Section 84 of the Bharatiya Nyaya Sanhita, 2023 (BNS) and Section 498A of the Indian Penal Code, 1860 (IPC)

Under Section 84 of the BNS and Section 498A of the IPC, any husband or relative of a husband who subjects a woman to cruelty is considered guilty of an offense.
What Constitutes Cruelty?
Cruelty, in the context of this law, encompasses a wide range of actions and behaviors that cause harm or distress to a woman, including:
  1. Endangering the woman's life or health
  2. Causing mental anguish or emotional torture
  3. Repeatedly demanding dowry
  4. Physically assaulting the woman
  5. Unreasonably harassing or tormenting the woman
  6. Instigating or encouraging the woman to commit suicide

Note: If a husband routinely comes home intoxicated late at night and harasses his wife while under the influence of alcohol, but does not behave similarly when sober, this may not be considered an act of cruelty under the law.

Provisions for Punishment under Bharatiya Nyaya Sanhita Section 84 and Indian Penal Code Section 498A

Offenses under these sections are cognizable and non-bailable, meaning that a police report (FIR) can be filed at the police station. If an FIR is not registered, the aggrieved woman can also file a complaint (petition) with a First Class Judicial Magistrate. These offenses are triable by a First Class Magistrate and carry a maximum penalty of three years' imprisonment and a fine.

Supreme Court Ruling in Sushil Kumar Sharma vs. Union of India

In the case of Sushil Kumar Sharma vs. Union of India, the Supreme Court emphasized that the primary objective of Section 498A of the IPC is to eradicate the social evil of dowry. The court cautioned that if this provision is not strictly enforced, it could lead to legal terrorism.

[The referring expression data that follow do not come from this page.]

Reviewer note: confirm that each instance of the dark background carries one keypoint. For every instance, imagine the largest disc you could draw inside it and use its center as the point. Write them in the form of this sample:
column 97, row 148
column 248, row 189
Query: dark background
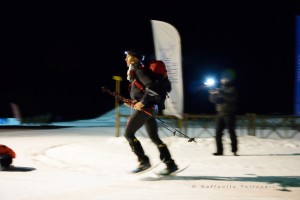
column 56, row 56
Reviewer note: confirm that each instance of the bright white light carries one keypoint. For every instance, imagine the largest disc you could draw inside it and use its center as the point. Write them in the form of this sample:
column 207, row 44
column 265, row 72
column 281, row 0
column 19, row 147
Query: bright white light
column 209, row 82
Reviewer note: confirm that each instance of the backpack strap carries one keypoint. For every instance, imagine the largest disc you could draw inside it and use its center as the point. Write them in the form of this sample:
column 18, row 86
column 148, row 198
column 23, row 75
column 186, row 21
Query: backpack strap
column 139, row 85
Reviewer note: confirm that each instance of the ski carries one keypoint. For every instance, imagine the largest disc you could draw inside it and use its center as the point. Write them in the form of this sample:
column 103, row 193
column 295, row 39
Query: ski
column 173, row 173
column 147, row 170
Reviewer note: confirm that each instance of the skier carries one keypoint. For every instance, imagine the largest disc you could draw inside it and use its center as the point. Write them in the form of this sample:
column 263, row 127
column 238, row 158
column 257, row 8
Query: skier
column 137, row 75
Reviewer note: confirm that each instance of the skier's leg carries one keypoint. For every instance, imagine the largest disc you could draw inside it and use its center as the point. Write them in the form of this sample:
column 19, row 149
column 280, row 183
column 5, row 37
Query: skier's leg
column 136, row 121
column 165, row 155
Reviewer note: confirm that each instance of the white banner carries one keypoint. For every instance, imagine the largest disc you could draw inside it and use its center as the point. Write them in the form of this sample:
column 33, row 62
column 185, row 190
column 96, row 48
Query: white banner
column 167, row 46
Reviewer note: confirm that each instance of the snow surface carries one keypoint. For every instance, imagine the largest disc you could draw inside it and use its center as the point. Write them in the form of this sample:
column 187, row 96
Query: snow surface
column 90, row 163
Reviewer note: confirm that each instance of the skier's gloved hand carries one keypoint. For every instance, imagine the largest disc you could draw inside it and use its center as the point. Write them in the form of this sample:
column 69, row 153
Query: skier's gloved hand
column 138, row 106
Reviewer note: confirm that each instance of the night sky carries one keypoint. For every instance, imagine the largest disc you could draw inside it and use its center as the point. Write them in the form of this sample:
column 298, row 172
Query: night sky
column 55, row 57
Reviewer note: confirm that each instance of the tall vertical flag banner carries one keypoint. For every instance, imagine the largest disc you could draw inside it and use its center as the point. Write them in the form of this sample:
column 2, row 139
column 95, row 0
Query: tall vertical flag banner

Threatening to Send Wife Back to Her Parents' Home Constitutes Cruelty

In the case of Indra Raj Malik & Ors. vs. Smt. Sunita Malik, the husband was accused of repeatedly threatening his wife that if she did not force her parents to sell their property to fulfill his unreasonable demands, he would take away their son. The court ruled that this constituted an act of cruelty towards the wife and convicted the husband under Section 498A of the IPC.

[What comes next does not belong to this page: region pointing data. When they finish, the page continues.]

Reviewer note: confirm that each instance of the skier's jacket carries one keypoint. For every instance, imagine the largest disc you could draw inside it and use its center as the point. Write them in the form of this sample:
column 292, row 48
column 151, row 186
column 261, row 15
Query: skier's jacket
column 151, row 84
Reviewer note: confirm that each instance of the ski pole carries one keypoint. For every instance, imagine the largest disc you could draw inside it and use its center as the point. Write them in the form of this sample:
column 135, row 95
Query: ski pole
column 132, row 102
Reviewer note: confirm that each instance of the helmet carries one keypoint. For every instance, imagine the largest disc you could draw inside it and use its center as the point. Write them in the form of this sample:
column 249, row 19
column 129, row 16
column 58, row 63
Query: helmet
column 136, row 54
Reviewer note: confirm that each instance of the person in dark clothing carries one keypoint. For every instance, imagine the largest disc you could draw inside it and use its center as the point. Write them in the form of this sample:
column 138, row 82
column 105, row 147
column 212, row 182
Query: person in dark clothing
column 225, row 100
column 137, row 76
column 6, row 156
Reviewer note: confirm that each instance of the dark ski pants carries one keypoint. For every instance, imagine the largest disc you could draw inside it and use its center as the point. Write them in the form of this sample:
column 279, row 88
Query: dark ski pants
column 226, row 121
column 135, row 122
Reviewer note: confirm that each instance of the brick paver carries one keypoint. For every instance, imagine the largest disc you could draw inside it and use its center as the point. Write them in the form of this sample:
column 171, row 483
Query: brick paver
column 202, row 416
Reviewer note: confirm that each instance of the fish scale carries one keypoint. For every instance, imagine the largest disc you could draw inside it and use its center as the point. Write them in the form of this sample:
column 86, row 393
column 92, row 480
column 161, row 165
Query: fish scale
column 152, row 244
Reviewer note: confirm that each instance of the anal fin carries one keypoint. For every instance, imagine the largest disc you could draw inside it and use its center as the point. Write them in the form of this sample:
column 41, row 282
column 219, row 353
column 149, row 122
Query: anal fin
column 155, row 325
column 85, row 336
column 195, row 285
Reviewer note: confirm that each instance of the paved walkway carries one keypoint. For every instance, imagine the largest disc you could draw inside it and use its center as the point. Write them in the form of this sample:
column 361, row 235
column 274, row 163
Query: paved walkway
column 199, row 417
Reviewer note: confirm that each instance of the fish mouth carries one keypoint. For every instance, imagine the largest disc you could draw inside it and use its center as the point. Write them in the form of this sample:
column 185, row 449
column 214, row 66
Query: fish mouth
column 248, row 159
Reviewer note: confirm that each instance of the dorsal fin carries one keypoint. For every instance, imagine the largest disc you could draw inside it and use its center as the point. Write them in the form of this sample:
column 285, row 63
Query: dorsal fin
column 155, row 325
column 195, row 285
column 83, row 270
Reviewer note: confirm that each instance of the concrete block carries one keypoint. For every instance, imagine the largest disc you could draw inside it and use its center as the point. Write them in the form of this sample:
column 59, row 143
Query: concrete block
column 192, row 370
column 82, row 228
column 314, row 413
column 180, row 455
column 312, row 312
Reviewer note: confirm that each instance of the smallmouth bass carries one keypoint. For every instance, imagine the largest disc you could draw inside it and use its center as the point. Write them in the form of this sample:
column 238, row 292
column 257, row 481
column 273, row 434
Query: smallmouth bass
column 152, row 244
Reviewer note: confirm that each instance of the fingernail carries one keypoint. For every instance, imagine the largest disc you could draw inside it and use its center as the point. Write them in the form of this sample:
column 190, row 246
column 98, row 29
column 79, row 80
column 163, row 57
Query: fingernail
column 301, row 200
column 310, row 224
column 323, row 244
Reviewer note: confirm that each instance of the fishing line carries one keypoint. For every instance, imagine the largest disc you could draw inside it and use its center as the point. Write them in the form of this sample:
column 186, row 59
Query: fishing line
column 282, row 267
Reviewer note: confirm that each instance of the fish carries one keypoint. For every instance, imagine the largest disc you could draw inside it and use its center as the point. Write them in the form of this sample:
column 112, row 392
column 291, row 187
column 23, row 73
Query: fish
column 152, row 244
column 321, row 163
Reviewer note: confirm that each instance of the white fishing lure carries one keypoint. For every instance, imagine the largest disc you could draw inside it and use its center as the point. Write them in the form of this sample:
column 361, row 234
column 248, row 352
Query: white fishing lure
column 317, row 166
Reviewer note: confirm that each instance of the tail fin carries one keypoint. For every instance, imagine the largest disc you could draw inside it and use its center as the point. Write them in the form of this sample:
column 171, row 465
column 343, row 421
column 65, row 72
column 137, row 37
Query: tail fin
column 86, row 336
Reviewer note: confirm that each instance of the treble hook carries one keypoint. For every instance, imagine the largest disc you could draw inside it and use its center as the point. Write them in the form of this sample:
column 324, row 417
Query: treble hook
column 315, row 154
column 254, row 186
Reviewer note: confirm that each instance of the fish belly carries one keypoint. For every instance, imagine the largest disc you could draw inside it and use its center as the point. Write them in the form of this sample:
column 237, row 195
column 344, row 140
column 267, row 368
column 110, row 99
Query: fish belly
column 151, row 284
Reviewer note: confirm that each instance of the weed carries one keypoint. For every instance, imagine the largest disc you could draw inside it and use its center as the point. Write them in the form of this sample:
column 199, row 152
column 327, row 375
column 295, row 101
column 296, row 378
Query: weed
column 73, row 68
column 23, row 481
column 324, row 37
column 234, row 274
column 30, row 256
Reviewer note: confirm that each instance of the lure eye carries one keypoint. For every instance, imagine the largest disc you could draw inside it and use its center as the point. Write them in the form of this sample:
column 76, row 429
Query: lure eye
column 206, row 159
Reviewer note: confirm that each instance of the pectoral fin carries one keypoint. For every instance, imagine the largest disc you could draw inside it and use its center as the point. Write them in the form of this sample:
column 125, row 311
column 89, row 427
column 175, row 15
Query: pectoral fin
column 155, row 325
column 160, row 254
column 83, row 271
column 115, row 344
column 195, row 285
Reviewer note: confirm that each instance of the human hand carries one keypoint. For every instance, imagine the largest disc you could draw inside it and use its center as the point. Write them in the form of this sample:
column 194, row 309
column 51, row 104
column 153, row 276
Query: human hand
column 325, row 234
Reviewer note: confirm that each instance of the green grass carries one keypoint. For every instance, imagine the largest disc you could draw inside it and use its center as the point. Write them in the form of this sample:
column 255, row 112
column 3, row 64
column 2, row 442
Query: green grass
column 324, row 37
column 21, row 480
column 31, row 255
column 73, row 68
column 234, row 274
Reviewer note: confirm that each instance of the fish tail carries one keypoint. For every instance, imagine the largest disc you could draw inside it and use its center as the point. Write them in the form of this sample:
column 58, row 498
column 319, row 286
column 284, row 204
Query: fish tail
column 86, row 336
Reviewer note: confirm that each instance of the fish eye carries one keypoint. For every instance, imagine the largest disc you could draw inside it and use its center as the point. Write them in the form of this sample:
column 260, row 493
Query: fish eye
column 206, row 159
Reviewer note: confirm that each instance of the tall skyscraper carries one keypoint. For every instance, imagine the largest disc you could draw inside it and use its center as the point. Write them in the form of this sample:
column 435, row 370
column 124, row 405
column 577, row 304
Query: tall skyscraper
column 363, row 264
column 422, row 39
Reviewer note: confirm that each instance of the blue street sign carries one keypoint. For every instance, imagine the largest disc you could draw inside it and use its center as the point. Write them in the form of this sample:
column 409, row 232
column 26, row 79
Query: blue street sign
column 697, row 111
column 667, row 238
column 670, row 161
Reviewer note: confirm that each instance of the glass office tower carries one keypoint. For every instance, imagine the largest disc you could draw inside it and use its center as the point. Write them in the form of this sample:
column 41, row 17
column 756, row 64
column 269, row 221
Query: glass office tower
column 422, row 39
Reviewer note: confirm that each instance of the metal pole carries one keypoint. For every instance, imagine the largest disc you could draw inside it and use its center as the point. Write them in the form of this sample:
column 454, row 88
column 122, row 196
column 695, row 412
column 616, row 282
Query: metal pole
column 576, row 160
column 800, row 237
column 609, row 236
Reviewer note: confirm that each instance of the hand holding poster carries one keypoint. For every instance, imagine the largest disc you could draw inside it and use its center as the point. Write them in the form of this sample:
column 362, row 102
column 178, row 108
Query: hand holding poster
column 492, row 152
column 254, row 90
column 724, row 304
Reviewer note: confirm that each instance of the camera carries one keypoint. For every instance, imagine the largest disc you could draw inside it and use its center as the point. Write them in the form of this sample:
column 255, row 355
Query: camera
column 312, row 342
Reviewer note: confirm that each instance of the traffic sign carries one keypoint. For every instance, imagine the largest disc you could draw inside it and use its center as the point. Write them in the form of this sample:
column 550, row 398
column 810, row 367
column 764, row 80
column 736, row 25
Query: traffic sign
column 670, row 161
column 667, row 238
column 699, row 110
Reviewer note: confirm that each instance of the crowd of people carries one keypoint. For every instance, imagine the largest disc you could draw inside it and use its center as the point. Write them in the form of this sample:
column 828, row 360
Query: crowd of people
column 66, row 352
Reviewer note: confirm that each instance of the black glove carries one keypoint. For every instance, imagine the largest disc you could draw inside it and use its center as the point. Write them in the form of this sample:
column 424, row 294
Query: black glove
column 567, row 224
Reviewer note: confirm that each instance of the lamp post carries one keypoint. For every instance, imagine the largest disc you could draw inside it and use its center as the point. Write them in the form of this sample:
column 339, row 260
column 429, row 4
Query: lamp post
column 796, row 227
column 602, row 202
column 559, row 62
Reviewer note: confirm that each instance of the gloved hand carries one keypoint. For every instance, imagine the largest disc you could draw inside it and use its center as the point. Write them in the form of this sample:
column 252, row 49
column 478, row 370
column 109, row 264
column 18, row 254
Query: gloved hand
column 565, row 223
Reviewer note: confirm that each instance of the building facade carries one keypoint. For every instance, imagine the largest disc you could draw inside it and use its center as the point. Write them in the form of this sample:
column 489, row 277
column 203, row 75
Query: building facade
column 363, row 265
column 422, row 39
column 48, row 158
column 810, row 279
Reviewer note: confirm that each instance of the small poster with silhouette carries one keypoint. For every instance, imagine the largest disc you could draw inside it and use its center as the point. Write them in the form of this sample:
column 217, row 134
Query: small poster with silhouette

The introduction of Section 84 of the BNS and Section 498A of the IPC has been a significant step towards protecting women from domestic violence and cruelty. These provisions provide a legal framework for addressing such offenses and ensuring that perpetrators are brought to justice. While there is still a long way to go in eradicating gender-based violence, these laws have undoubtedly empowered women and sent a strong message that such acts will not be tolerated.